Pandas Filter Rows Based on Condition

Q: How do I filter rows in pandas based on a condition?

Use boolean indexing: df[df['column'] > value]. Create a condition that produces True/False values, then pass it inside square brackets to select only the True rows.

Q: How do I filter with multiple conditions in pandas?

Use & for AND and | for OR, with each condition wrapped in parentheses: df[(df['salary'] > 80000) & (df['status'] == 'Active')].

Q: What is the difference between loc[] and boolean indexing?

Boolean indexing filters rows only. loc[] filters rows AND selects specific columns simultaneously: df.loc[df['salary'] > 80000, ['name', 'salary']].

Q: How do I filter rows where a column value is in a list?

Use isin(): df[df['department'].isin(['Engineering', 'Sales'])]. To exclude values from a list use ~df['department'].isin(['HR']).

Q: How do I filter out rows with missing values in pandas?

Use notna() to keep non-null rows: df[df['salary'].notna()]. Or use dropna() to remove all rows with any missing value.

Q: What is the pandas query() method?

query() lets you filter rows using a readable SQL-style string: df.query('salary > 80000 and department == "Engineering"'). Use @variable_name to reference external Python variables inside the query string.

If you are working with data in Python, filtering rows from a DataFrame is one of the most fundamental and frequently used operations you will perform.

Whether you are removing outliers, isolating specific customer segments, filtering sales data for a particular date range, or extracting records that meet business criteria — filtering is how you go from a full dataset to the specific subset you actually need.
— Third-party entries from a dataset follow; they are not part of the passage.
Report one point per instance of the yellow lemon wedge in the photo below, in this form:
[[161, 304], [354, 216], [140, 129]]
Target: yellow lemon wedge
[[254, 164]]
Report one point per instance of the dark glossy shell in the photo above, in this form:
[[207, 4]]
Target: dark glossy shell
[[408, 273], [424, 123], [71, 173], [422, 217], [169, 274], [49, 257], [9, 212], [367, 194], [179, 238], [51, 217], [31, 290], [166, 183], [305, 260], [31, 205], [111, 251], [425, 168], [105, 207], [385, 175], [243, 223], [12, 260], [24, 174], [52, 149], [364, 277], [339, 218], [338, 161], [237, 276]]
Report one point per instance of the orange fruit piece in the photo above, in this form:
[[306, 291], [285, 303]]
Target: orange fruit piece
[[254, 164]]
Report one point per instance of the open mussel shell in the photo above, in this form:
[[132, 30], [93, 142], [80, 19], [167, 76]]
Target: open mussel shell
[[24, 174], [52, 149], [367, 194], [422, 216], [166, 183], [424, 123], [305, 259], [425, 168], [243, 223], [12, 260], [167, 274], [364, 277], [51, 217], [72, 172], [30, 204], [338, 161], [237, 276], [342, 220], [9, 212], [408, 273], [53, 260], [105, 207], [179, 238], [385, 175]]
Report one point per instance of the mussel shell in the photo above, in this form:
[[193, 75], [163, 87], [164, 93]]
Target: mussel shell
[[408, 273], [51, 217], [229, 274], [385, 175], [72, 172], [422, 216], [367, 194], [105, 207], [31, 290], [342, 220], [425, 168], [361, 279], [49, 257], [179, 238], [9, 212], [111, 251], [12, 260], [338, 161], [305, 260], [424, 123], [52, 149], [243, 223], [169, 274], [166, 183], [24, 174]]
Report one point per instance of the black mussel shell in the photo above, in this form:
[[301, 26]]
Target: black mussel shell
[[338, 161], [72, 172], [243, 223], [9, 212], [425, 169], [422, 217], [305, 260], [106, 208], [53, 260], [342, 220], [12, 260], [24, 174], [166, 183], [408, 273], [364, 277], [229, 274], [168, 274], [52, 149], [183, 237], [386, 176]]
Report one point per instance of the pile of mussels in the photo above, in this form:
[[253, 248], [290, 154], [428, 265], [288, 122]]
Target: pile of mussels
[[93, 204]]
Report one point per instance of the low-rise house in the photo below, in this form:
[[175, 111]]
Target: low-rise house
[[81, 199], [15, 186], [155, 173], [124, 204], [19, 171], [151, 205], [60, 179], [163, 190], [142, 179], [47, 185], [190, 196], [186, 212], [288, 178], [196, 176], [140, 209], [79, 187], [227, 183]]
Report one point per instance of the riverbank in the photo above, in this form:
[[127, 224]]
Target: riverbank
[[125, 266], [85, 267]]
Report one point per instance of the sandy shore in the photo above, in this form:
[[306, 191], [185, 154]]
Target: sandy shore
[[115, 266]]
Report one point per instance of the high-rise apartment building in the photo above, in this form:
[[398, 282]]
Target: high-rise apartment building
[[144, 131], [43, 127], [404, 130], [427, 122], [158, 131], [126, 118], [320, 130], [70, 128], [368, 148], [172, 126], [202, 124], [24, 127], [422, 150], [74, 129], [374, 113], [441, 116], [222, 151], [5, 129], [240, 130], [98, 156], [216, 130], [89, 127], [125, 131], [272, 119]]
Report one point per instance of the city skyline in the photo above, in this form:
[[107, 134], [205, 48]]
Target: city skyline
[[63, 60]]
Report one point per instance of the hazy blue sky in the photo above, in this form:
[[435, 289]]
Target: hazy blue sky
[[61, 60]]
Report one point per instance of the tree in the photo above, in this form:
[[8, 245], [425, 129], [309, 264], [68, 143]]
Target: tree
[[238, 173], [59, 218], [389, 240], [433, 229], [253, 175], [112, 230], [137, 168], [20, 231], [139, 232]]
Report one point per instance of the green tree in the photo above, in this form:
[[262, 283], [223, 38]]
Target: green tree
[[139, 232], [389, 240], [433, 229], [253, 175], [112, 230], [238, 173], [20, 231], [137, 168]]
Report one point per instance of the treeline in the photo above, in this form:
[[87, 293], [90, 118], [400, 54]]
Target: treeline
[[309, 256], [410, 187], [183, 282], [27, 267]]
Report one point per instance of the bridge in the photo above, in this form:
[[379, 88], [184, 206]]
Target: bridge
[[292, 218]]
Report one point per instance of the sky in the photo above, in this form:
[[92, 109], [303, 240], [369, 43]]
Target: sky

In this guide, we will break down every major way to filter rows in pandas based on conditions with clear, practical examples you can apply immediately.

Setting Up the Example Dataset

We will use one consistent dataset throughout this guide.

python

import pandas as pd
import numpy as np

data = {
    'name': ['Alice', 'Bob', 'Charlie', 'Diana', 'Eve', 'Frank', 'Grace'],
    'department': ['Engineering', 'Marketing', 'Engineering', 'HR', 'Sales', 'Marketing', 'Engineering'],
    'salary': [95000, 62000, 88000, 55000, 71000, 67000, 91000],
    'experience': [8, 4, 6, 3, 5, 7, 9],
    'status': ['Active', 'Active', 'Inactive', 'Active', 'Inactive', 'Active', 'Active']
}

df = pd.DataFrame(data)
print(df)

Output:

name	department	salary	experience	status
Alice	Engineering	95000	8	Active
Bob	Marketing	62000	4	Active
Charlie	Engineering	88000	6	Inactive
Diana	HR	55000	3	Active
Eve	Sales	71000	5	Inactive
Frank	Marketing	67000	7	Active
Grace	Engineering	91000	9	Active

Method 1: Boolean Indexing

Boolean indexing is the most fundamental filtering technique in pandas. You create a boolean Series (True/False values) and pass it inside square brackets to select only the True rows.

python

# Step 1: Create a boolean condition
condition = df['salary'] > 80000
print(condition)

# Output:
# 0     True   ← Alice
# 1    False   ← Bob
# 2     True   ← Charlie
# 3    False   ← Diana
# 4    False   ← Eve
# 5    False   ← Frank
# 6     True   ← Grace

# Step 2: Apply the condition to filter rows
high_earners = df[condition]
print(high_earners)

Output:

name	department	salary	experience	status
Alice	Engineering	95000	8	Active
Charlie	Engineering	88000	6	Inactive
Grace	Engineering	91000	9	Active

In practice, you combine both steps into one line:

python

high_earners = df[df['salary'] > 80000]

Common Single Condition Filters

python

# Equality
engineering = df[df['department'] == 'Engineering']

# Inequality
not_hr = df[df['department'] != 'HR']

# Greater than / Less than
senior = df[df['experience'] >= 7]
junior = df[df['experience'] < 4]

# Filter on string column
active = df[df['status'] == 'Active']

Method 2: Multiple Conditions — AND, OR, NOT

Real-world filtering almost always involves more than one condition. Pandas uses & for AND, | for OR, and ~ for NOT.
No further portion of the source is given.